Karena Orsini dan Pieri dihukum untuk jenis hukuman mati yang digolongkan parricide (membunuh ayah), maka mereka hanya diperbolehkan memakai kemeja dan pergi tanpa sepatu ke tempat penggantungan. Kepala mereka ditutupi dengan kerudung hitam.
Waktu mereka pergi ke arah penggantungan, Pieri menyanyikan lagu “Girondis”. Orsini sama sekali tidak menunjukkan perasaan apa pun. Ia juga tenang waktu Pieri dipenggal kepalanya di depannya.

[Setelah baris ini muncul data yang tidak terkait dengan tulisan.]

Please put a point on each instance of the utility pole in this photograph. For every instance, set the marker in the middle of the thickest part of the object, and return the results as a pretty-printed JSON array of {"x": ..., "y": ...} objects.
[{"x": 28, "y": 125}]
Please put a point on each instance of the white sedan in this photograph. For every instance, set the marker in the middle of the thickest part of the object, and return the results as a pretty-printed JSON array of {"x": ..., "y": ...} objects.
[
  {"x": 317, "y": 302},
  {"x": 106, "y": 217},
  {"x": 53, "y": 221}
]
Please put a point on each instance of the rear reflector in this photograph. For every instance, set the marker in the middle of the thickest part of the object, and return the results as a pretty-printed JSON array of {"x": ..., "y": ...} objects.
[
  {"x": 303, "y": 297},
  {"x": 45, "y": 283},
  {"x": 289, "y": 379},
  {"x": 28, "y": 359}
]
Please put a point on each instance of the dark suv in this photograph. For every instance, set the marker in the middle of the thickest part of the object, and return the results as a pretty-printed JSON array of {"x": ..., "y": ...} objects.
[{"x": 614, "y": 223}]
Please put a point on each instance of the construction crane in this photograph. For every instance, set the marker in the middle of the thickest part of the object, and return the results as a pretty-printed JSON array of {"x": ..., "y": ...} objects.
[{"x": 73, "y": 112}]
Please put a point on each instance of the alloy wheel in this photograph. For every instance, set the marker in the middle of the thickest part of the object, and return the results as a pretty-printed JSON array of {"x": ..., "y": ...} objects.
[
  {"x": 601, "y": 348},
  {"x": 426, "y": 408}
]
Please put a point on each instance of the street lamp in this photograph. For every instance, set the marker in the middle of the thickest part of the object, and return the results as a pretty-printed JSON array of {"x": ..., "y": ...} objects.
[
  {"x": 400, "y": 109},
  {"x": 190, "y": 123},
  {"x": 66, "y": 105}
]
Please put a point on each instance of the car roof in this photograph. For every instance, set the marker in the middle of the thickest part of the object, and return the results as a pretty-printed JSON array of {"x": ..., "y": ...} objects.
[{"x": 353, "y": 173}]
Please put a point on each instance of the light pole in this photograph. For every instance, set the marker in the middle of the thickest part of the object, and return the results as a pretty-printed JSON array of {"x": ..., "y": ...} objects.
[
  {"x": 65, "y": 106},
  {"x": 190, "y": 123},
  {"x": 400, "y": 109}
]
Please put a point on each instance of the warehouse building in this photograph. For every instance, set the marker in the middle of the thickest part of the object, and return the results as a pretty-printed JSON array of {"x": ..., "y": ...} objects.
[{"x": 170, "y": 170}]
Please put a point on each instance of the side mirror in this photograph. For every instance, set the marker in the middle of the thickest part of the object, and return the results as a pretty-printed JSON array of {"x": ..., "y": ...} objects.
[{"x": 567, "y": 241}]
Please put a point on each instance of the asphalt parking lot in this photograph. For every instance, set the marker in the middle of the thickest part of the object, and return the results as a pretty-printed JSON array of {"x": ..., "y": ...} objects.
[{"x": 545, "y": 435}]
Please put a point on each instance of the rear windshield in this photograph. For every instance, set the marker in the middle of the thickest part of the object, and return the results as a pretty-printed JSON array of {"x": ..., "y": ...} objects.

Sebelum ia sendiri dipegang, dengan keras ia berteriak ke arah orang yang datang berkumpul di situ: “Hidup Italia! Hidup Prancis!”
Beberapa waktu sebelum pukul 7, semuanya sudah selesai. Peristiwa berdarah di Rue Le Peletier telah dibalas.
Sesudah kematian Orsini, kadang kala terdengar suara yang meragukan kesehatan mentalnya. Ia dikatakan tergolong patologis dan ada gejalanya sakit paranoia. Lombroso termasuk orang yang memeriksanya. Pada Orsini mungkin penyakit tidak begitu parah. Tetapi bahwa hukuman itu memang setimpal baginya, tidak usah diragukan lagi.